Lo stesso anno, a livello internazionale, ha registrato un’elevata concentrazione geografica delle esportazioni, legata all’alto contenuto tecnologico e a vantaggi comparati. Di pari passo una concentrazione oligopolistica delle quote di mercato globale per azienda, per lo più dominato da multinazionali con un forte orientamento strategico ed elevata propensione agli investimenti.

«Tutto questo – chiarisce Zini – sta ad indicare che può essere difficile recuperare quote commerciali se si è rimasti indietro per molto tempo e non si è investito a sufficienza».

In questo scenario, il nostro Paese ha dimostrato di cavarsela nei settori solare termico e minieolico, con eccellenze nei comparti degli inverter e delle batterie al piombo, ma note dolenti risultano la mobilità elettrica e le batterie al litio.

Di particolare rilevanza è che l’Italia registra sempre minor dipendenza dai Paesi esteri per il fotovoltaico, con una ripresa dell’export e di investimenti esteri che svelano un certo interesse per l’era post incentivi del solare italiano. Il focus, infatti, dimostra un’importante crescita della competitività italiana nel solare termico (elevata specializzazione e bassa dipendenza dall’estero), nella produzione di componenti per l’eolico e nel mini-eolico. Settori che al momento, in termine di valore degli scambi, hanno una rilevanza contenuta, intorno allo 0,03%. Ancora deboli i settori italiani della mobilità elettrica e degli accumulatori.

Emerge che l’Italia ha ancora lacune nel fotovoltaico, con un saldo commerciale negativo (-0,18) che è sceso ancor più nei primi otto mesi del 2018 (-0,27), esercitando un certo peso sulla bilancia commerciale.

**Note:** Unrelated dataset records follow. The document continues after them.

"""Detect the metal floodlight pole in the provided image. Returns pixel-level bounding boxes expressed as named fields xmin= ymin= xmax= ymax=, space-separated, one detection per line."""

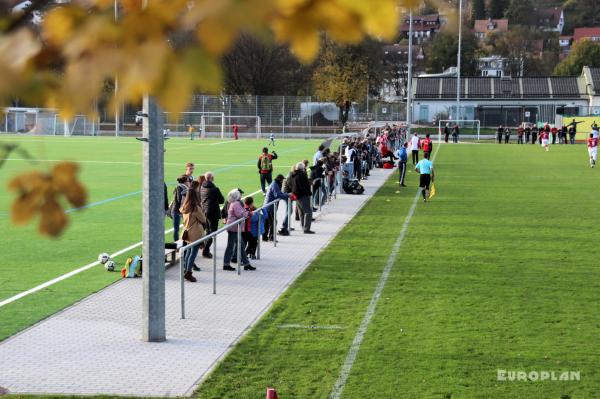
xmin=114 ymin=0 xmax=120 ymax=137
xmin=456 ymin=0 xmax=463 ymax=122
xmin=141 ymin=96 xmax=166 ymax=342
xmin=141 ymin=0 xmax=165 ymax=343
xmin=406 ymin=9 xmax=414 ymax=135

Si tratta di un settore particolare che dal 2013 ha registrato forti investimenti di aziende cinesi, sia nella forma di nuovi stabilimenti che della compartecipazione in aziende italiane, ed anche nella forma di acquisizioni societarie. In Italia la forma delle acquisizioni è stata prevalente rispetto a quella degli investimenti greenfield, «forse – commenta il focus – per il fatto che nel periodo post-incentivi si stava già creando un tessuto di imprese italiane nel settore». Un Paese come la Cina, suggerisce lo studio, potrebbe in parte essersi trasformato da esportatore netto ad investitore nei confronti dell’Italia e, specularmente, il nostro Paese potrebbe in parte essersi trasformato da grande importatore netto a modesto esportatore. «Non si può escludere – commenta l’autore Zini – che dietro l’aumento dell’export italiano vi sia anche il ruolo esercitato da soggetti internazionali di recente stabilimento nel nostro Paese. Il contesto italiano post-incentivi potrebbe essersi dimostrato favorevole ad essere utilizzato come nuovo vettore per aziende multinazionali che operavano già su altri mercati».

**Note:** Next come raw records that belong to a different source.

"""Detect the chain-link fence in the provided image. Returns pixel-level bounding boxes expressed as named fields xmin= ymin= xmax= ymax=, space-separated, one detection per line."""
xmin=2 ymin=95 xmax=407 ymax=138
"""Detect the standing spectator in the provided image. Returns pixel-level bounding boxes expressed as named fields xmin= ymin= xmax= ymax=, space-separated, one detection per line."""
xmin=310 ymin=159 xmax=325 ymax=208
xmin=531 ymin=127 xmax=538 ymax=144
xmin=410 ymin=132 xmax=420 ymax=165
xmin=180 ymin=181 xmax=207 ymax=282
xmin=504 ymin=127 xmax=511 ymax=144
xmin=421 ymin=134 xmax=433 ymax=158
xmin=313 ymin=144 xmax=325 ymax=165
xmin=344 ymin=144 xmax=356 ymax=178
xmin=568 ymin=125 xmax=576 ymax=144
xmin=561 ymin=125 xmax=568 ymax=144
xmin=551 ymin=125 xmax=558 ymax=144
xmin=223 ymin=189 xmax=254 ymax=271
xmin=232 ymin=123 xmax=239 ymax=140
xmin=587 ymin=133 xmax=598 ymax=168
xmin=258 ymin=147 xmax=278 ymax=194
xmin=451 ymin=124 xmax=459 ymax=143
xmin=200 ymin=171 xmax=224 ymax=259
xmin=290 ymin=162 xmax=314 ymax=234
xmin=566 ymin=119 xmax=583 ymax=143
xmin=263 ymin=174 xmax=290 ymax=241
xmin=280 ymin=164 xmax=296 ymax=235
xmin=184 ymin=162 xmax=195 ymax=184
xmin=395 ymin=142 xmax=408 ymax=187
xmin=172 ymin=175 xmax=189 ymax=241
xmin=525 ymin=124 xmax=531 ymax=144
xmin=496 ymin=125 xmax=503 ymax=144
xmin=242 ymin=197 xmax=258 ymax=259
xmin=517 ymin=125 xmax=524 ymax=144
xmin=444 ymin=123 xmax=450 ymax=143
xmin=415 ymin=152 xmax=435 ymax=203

Vanno comunque evidenziate, e l’analisi dell’Enea lo fa, le division in cui l’Italia emerge con le sue eccellenze. E dunque, bene per gli inverter, le batterie al piombo, la componentistica per gli accumulatori, e la specializzazione nel comparto degli induttori elettrici, dove il Paese va molto forte e registra un saldo normalizzato costante tra 0,75 e 0,80.